I read most (if not all) posts of the forum regarding the DEM generation from S1 using SNAP and I set up the following steps:
- S1 TOPS coregistration with ESD
- Interfrogram formation (with two images)
- S1 TOPS Deburst
- Goldstein Phase filtering
- export–> unwrapp–> import Snaphu![DEM.PNG|690x407]
- Phase to elevation
- Range Doppler train correction
- Export to Geotiff
I am using a baseline tool for searching data with high prependicular baseline (for example 133), and small temporal difference (for example 6 days). I also considered high coherency while choosing data (more than 0.8).
I am using Linux server, so I exported the image as a one tile and processed it using Snaphu.
Moreover, I use ArcticDEM as an external DEM (SRTM doesn’t cover Iceland). I resampled the external DEM from 2x2 m to 15x15 m spatial resolution, and it is in WGS1984 projection.
The result, however, doesn’t match my reference DEM when compared by pixel. My generated DEM shows overestimation (but also underestimation) in most of parts. The variation is not constant everywhere. I repeat these processes for several dates and data, but the problem of value variation is still there.
Is there any suggestion for me to overcome the problem of overestimation?
Thanks in advance
Example of generated DEM is also provided
You can check “Elevation” as an additional output of the RD Terrain Correction. Then you have a product with both the S1 DEM and the the ArcticDEM used for ortho-correction.
You can then create a scatter plot of both products to see how well the rasters match for each elevation range. This maybe helps you to build a regression to compensate for a systematic offset.
Generally, you shouldn’t trust minimum/maximum values in the predicted elevations, because they are often the ones caused by unwrapping erros in areas of low coherence.
Thanks for your quick reply and suggestion. I did as you suggested. Please see the screenshot for the result of scatter plot. The x-axis represent the generated DEM, and the Y-axis is the Arctic DEM. Does this scatter plot make sense to you? I would highly appreciate your opinion.
Most values lay along a straight line, that’s good.
The inaccurate points mostly result from decorrelation of the phase.
If you want to correct for an offset, take point pairs along the yellow line (e.g. with the pin manager) and import them in MS Excel. You can then create a scatter plot and extract the regression line and its equation which lets you adjust the InSAR (x) dem to the arctic dem values (y).
many thanks for your tips and helps. I will do the regression analysis as you suggested.
A tutorial on DEM generation with Sentinel-1 IW data is currently under development.
that is a good news, looking forward to it.
thanks for your comment. Yes, I am familiar with the DEM generation steps presented with asf.alaska.edu. I developed my steps using their tutorial at first, and then developed it using the comments and recommendations provided in the “step forum”.

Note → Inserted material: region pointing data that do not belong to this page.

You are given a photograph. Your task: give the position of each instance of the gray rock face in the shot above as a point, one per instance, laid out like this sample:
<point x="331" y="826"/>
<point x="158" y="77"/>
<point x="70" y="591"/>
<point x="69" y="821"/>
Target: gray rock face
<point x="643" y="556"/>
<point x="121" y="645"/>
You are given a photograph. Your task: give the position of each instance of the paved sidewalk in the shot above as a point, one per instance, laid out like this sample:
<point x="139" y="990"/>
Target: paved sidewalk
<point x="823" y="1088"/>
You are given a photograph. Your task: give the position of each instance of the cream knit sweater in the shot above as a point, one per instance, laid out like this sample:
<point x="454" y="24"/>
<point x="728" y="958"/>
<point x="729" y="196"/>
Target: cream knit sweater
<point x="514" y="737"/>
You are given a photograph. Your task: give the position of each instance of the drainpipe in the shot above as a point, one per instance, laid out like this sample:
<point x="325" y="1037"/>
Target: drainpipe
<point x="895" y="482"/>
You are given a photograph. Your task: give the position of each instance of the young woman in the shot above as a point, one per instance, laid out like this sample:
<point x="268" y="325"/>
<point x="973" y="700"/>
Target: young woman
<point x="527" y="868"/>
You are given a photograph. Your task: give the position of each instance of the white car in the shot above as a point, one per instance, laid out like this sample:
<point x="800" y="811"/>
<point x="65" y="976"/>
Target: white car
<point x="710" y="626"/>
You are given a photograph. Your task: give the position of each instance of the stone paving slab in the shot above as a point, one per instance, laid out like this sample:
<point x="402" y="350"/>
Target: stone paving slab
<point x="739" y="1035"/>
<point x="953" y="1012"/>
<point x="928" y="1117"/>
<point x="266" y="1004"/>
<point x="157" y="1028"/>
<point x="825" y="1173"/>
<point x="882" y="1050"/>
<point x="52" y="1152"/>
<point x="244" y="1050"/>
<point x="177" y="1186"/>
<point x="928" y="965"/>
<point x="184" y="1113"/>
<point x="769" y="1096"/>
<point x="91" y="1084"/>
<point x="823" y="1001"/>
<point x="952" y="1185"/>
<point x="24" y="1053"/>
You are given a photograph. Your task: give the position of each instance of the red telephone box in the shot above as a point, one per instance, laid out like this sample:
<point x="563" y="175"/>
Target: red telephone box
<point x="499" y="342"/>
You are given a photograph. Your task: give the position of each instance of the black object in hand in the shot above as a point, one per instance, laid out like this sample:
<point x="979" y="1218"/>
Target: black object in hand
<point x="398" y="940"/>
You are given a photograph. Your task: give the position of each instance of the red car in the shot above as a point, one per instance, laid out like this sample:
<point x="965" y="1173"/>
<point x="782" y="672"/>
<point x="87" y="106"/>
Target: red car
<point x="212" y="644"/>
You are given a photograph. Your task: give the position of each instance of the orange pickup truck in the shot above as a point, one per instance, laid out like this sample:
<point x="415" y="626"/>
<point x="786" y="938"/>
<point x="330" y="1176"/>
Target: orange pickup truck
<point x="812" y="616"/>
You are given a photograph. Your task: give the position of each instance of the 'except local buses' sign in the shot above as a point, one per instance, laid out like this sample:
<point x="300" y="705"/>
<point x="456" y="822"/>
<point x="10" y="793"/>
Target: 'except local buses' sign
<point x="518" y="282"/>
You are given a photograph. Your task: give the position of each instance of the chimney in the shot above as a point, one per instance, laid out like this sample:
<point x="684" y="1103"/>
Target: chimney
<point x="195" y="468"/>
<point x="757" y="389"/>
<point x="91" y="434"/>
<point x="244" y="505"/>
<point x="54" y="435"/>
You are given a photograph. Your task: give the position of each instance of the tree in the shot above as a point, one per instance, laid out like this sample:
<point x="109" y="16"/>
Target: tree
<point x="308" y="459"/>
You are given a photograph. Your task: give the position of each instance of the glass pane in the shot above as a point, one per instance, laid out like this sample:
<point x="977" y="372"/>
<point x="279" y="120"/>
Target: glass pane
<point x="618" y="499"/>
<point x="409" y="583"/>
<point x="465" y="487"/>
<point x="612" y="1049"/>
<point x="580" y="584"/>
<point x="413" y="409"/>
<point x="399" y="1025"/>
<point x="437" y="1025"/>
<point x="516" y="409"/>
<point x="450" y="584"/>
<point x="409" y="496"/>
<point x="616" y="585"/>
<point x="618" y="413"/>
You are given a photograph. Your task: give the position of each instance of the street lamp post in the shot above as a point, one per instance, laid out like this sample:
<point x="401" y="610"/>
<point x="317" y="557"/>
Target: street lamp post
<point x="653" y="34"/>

I think my steps are fine, however, I am testing changing parameters (such as goldstein filtering parameters, multilooking parameters), or using more than two images as an input to create interferogram.
So far, I tested many differnet parameters, especially in filtering steps (Goldstein and Multilooking), but till now the results were not satistafctory, and I have still the variaitons in the generated DEM.
I am going to test the suggestion provided by @ABraun.
However, I am open to suggestions, comments, feedback from the community
Dear @ABraun, thanks a lot for the comprehensive tutorial. It will help a lot.
Hi, I was wondering if you could please help me to solve this problem.
1/ I have already generated the DEM, according to the tutorial.
Q: My question is: at which step of the tutorial do I have to stop, so that the DEM is useful in the DinSAR application as external DEM (interferogram formation)?
May I ask why you want an InSAR generated DEM as an external DEM?
The external DEM only removes the topographic fringes so that the actual displacement becomes more visible. You can easily any openly available DEM which are mostly more correct than most DInSAR DEMs.